As regulators and utilities make decisions, she said they will need to coordinate actions to avoid making “piecemeal” decisions that could result in higher costs to residential consumers and industries.
“We need to consider the long-range cost impacts in light of our fragile economy while we seek to improve the environment,” she said.
For the short term, she said utilities may switch to cleaner fuels such as natural gas, operate cleaner and more expensive plants, purchase power generated outside Wisconsin and retrofit plants to reduce pollutants.
“If the result of this is shrinking the amount of coal used, the challenge will be to fill in the gap with other fuels to produce base-load power,” she said.

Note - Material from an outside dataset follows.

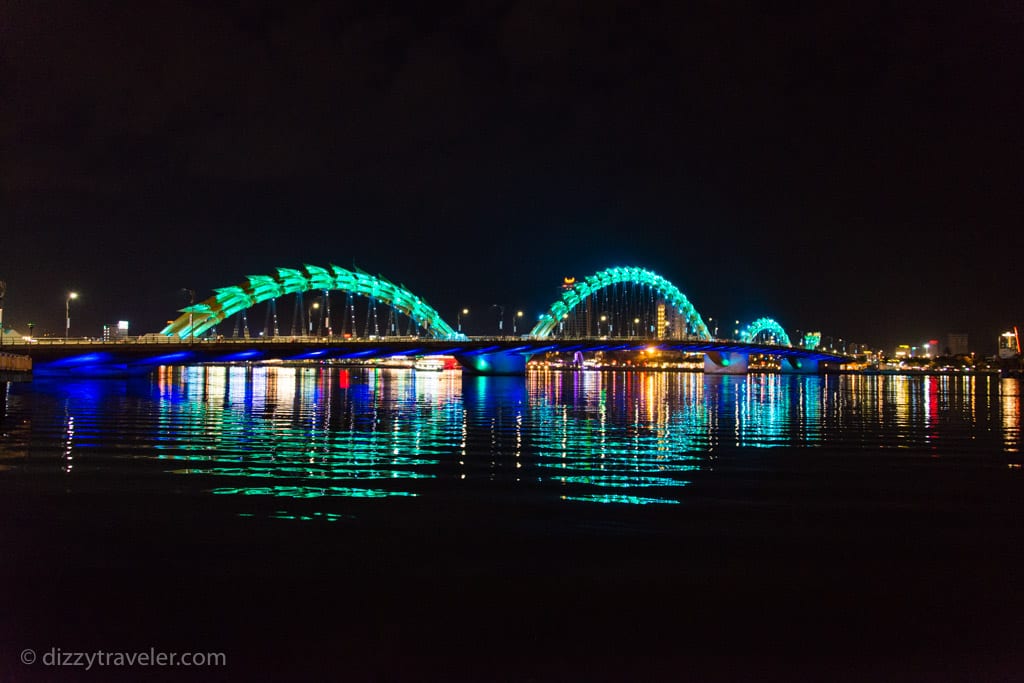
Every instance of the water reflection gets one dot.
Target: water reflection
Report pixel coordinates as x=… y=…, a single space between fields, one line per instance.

Over the long-term, Nowak said utilities may retire older and dirtier coal-fired plants, add more pollution controls and work with businesses and consumers to increase energy efficiency and have them reduce use during critical, high-demand periods.
In response to a question, she said any decision on removing the moratorium on new nuclear power plants in Wisconsin as a way to generate electricity that does produce smog would have to be decided by the Legislature, not the PSC.
In the meantime, she said the PSC will evaluate the cost/benefit ration of high-cost emission control equipment installation and work with utilities to determine treatment of remaining investments in power plants where retrofits are not economical.
Nowak said commissioners will also consider how pollution control costs should be reflected in retail rates and take steps to protect ratepayers against price volatility to keep rates reasonable.